Le modèle de développement économique des pays asiatiques cités précédemment correspond à une théorie dite du «Vol d’oies sauvages». Cette théorie décrite par l’économiste Akamatsu en 1937 s’appuie sur l’exemple du Japon. Elle fut ensuite complétée par l’économiste Shinohara en 1982 pour illustrer le processus de développement industriel dans ces pays. Ainsi, un pays initie le processus d’industrialisation sur un produit à faible valeur ajoutée, il en devient exportateur, puis finit par abandonner cette production pour un produit à plus haute valeur ajoutée. Un autre pays va alors reprendre le même type de production et entamer son propre processus d’industrialisation, et de fait, les pays se développent les uns après les autres. Ainsi, on observe quatre phases : (1) le pays en développement importe de l’énergie et des produits manufacturés des pays industrialisés. (2) Il substitue la production nationale aux importations (des biens de consommation ensuite des biens d’équipements) tout en protégeant l’industrie nationale (par exemple par des barrières tarifaires). (3) Le pays exporte vers les marchés extérieurs les excédents commerciaux. (4) Il y a une délocalisation de la production de biens à faible intensité technologique et une orientation vers les activités à haute valeur technologique. À l’arrivée, le pays devient une puissance économique internationale.
Ce processus de développement rend compte de l’émergence successive de nombreux pays asiatiques, le Japon a été à l’origine de ce processus, qui s’est étendu ensuite aux quatre dragons asiatiques. Le miracle asiatique s’est construit sur une industrialisation tournée vers l’exportation et sur une désindustrialisation occidentale.
Les IDE dans le secteur manufacturier et dans les services ont joué un rôle de premier plan dans la croissance rapide des pays du Sud-Est asiatique. Les entrées de capitaux importants en provenance du Japon puis des pays de l'Organisation de coopération et de développement économiques (OCDE) ont favorisé la sous-traitance entre les entreprises étrangères et les sociétés locales, ce qui a permis la diversification et le développement du secteur industriel. Ces pays ont réussi ensuite à s’intégrer dans les chaînes de valeur mondiales, et la remontée dans les filières à forte valeur ajoutée pour promouvoir un appareil productif très compétitif à la faveur de politiques industrielles très construites. L’attraction de l’investissement étranger a favorisé aussi le transfert de technologies, la diffusion des savoirs par les liaisons verticales avec des entreprises sous-traitantes, la formation d’un personnel local qualifié et la construction de capacités d’apprentissage et technologiques au sein des entreprises.

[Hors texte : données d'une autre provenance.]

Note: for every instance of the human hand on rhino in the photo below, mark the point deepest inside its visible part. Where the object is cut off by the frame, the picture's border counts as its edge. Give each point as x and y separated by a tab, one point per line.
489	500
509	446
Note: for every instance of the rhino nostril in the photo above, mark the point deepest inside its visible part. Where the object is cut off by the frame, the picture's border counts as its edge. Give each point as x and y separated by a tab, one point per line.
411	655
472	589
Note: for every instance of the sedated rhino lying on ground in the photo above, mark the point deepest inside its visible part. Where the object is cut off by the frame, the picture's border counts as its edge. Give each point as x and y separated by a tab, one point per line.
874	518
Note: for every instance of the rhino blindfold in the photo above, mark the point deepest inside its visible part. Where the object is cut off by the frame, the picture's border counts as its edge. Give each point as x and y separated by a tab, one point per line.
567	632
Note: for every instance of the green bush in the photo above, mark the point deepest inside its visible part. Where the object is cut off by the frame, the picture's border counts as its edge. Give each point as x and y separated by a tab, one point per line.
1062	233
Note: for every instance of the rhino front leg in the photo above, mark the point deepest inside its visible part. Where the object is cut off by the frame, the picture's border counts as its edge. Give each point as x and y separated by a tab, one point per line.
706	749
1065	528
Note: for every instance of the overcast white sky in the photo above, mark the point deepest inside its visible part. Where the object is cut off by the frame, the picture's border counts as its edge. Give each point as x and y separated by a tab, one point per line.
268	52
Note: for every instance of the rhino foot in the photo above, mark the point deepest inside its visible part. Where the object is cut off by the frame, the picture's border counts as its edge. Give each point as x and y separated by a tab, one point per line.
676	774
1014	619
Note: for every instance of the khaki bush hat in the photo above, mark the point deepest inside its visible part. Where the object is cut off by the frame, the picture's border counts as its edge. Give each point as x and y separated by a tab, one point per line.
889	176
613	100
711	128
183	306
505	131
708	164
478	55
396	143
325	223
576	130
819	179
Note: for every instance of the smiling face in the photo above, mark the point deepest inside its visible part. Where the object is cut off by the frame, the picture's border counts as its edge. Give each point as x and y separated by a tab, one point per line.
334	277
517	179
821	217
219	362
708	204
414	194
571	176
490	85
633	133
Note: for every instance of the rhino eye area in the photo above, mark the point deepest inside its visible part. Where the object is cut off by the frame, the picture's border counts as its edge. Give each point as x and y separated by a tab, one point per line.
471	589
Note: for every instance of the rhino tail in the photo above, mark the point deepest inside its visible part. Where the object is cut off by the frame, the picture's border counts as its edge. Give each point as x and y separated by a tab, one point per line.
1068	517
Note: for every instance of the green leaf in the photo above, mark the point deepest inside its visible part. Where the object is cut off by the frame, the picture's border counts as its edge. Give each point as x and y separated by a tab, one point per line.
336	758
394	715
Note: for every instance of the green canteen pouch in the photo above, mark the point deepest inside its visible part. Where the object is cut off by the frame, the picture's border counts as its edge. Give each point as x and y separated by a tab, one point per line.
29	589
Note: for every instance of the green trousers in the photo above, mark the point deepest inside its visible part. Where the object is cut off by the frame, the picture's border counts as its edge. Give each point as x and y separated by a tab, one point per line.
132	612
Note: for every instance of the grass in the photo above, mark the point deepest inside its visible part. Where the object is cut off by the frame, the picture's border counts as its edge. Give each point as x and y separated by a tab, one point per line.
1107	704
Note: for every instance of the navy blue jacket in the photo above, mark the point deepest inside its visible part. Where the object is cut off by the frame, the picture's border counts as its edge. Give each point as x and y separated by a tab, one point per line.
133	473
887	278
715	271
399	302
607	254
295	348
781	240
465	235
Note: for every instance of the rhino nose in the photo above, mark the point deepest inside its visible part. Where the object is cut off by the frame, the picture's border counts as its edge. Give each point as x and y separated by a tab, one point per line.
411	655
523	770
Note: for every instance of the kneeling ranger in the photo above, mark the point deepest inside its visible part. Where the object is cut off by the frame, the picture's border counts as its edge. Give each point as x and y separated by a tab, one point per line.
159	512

Un retour sur les expériences des quatre dragons asiatiques nous rappelle que ces pays ont eu des régularités dans les stratégies qui ont construit leur modèle de développement. La stratégie de la remontée dans les filières de production était liée aux efforts d’investissements matériels, associée aux opportunités de l’ouverture de l’économie. En effet, ils ont commencé au début à développer une industrie de substitution aux importations. Ensuite, ils ont investi dans l’industrie légère (particulièrement le textile), destinée à l’exportation. Et les gains en devise réalisés ont été investis dans l’industrie lourde (sidérurgie, constructions navales, pétrochimie, etc.), ensuite dans l’industrie d’équipement (construction automobile, électronique grand public, etc.). Cela leur a permis au début de satisfaire le marché intérieur, ensuite le développement des exportations. Ces pays ont également réussi à valoriser les grandes entreprises conglomérales (avec un fort soutien de l’État) pour tirer leur croissance économique vers le haut. En Corée du Sud par exemple, les Chaebol, comme Hyundai, Samsung ou Lucky-Goldstar (LG), ont été créés avec des investissements publics puis revendus au secteur privé.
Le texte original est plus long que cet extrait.